Being 19 and being diagnosed with something like MS, I lost almost all my friends because they didn’t understand, or were afraid of, what it meant. After being discharged I had to go to Rehab and Occupational therapy at a local nursing home three times a week. I would stumble and fall walking on a treadmill at speed 1, and there were 90 year olds beating me at reflex, cognition and speed building tasks. I just tried to remember what I was going through was in no way permanent and that I’d have to keep trying even when I didn’t want to so I didn’t end up in a nursing home for good.

In a way, it became a game of me against the world. The nurses and therapists seemed to have low expectations for my recovery, and I viewed them with a certain amount of contempt for that.
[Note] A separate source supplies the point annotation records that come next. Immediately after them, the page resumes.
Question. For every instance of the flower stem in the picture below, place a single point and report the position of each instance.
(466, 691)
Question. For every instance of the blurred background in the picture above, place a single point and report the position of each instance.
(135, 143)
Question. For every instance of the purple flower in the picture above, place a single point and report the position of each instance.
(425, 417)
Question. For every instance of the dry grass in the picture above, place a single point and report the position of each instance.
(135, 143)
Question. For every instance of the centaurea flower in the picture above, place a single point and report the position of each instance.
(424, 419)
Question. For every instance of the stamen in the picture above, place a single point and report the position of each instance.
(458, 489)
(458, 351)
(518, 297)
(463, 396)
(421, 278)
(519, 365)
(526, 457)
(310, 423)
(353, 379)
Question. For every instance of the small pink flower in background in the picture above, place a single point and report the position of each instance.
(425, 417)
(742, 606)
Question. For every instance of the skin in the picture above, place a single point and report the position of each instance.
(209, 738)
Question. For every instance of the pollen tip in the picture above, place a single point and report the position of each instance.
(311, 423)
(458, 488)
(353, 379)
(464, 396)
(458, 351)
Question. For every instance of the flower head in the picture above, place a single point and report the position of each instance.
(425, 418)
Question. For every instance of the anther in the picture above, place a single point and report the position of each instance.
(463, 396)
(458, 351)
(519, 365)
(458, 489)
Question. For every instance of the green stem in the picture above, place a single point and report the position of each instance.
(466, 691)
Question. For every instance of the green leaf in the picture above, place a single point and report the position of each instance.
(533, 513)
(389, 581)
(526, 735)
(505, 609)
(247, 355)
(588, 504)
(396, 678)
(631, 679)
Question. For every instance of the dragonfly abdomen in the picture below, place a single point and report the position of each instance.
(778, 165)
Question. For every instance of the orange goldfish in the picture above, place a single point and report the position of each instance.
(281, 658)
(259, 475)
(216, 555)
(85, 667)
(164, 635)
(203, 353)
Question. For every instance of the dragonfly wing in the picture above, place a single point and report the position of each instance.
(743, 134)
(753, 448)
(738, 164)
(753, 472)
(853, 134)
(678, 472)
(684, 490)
I was sick of being told what I COULDN'T do with no one considering what I could and what may be possible in the future. It became my goal to shock them once a week with what I could achieve.

Within about 12 months I was back to functioning at a semi normal capacity, but I pushed myself every day.  I had to, I had no choice. The first few years of having MS were pretty much a roller coaster ride with lots of ups and downs. Some days my arms wouldn't work, sometimes my legs would suffer from spasticity and I would walk extremely slowly dragging one foot behind me - sometimes for weeks at a time, sometimes for a few hours. The unpredictability was the worst. Not knowing what condition I'd wake up in the next morning and how long that condition would last.  Thankfully the couple of friends who did stick by me were patient and understanding if I had to break plans or if it took me an hour to walk a distance that took them five minutes.

I awoke one morning about four years after my diagnosis and ached all over. I immediately thought “Oh crap, my MS is playing up.” Then I stopped myself and thought, hang on, its winter, its freezing cold, people who haven't been diagnosed get aches and pains, they get headaches, they have flat or crappy days where they literally can't get up and do things to some degree, why just because I'm stiff do I automatically attribute it to MS? That realisation was a major breakthrough for me, because although I had been pushing myself through MS to that point, I had been attributing every headache, sore muscle, lapse of concentration, bit of fatigue and anything else that came my way to MS.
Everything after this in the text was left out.